Il fait toujours en campagne ce petit vent délicieux, celui qui entre par ma fenêtre de nuit et m'amène à dire que l'air pur de la campagne n'a dont rien à voir avec celui de Montréal. Est-ce possible de passer aussi rapidement de l'un à l'autre? De se désintoxiquer aussi vite? La suite des événements nous le dira...

Je vous offre un poème purement... issu de la campagne. Tout comme celui de l'ange. J'espère qu'il vous plaira.



rhapsodie manuelle


la main ne retrouve plus l’espace perdu
derrière la porte elle écoute Mahler
solitude couleur vanille et sable

une main tendue à perte d’espace
devant la moustiquaire étoilée pleure Mendelshon
tristesse couleur d’odeurs balnéaires

cette main recherche l’espace du temps des musiques
accroche opus et köchel au bout des doigts
des violons Paganini, des pianos Liszt



la main telle une harpe déployée
sur les vagues Debussy siffle
de longs et profonds crescendos

une main suspendue comme une ombre aux arbres
relance au fond des espaces musicaux
un Mozart léger, un Beethoven souffrant

cette main qui court sur les notes d’été
chez Bartok, puis Saint-Saens, s’arrête
soupire une sérénade ruisselante de frissons

Au prochain saut

lundi 25 juillet 2011

QUATRE (4) CENT-SEPT (07)



Paul Valéry - on ne le cite pas très souvent celui-ci - dit qu'«un ange ne diffère du démon que par une réflexion qui ne s'est pas encore présentée à lui.»


Notre ami ROBERT ouvre trois portes. Par la première, la plus utilisée, il dit qu'il s'agit d'un être spirituel intermédiaire entre Dieu et les hommes, un ministre des volontés divines. La deuxième, plus à la hauteur des hommes, parle d'une personne parfaite, utilisée comme terme d'affection. La troisième, assez rare, pour nommer un grand poisson de mer.

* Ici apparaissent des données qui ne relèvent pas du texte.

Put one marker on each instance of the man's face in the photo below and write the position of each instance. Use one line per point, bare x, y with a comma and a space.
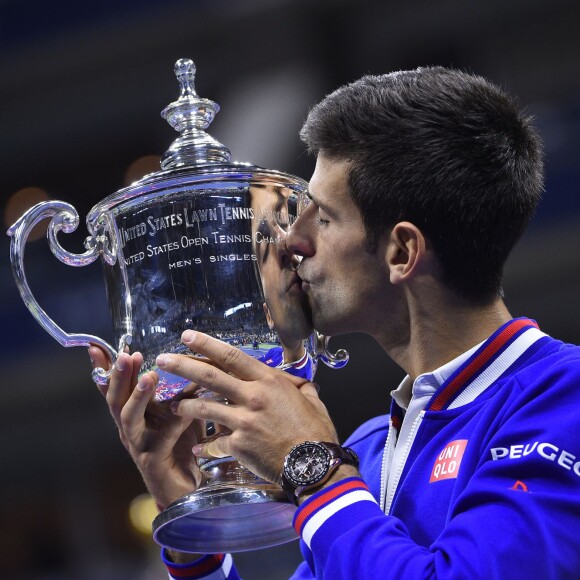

De mon côté, et nonobstant ce que j'ai déjà écrit ici sur les anges, je serais porté à associer ce concept à celui des signes. Le poème que je vous offre aujourd'hui - un ange a passé - ira dans ce sens. Un signe - combien de fois ne les remarquons-nous pas - et si oui, ne les décodons qu'une fois le message transformé en réalité. Cet avant-coureur innocent, je le vois transporté par un messager qui ne réfère absolument pas à Dieu ou ses semblables. Hermès de cette espèce de réalité située entre le réel et le non-réel: l'entre-réalité. Belle idée, n'est-ce-pas? Vous souhaiteriez que j'aille un peu plus loin? Tentons...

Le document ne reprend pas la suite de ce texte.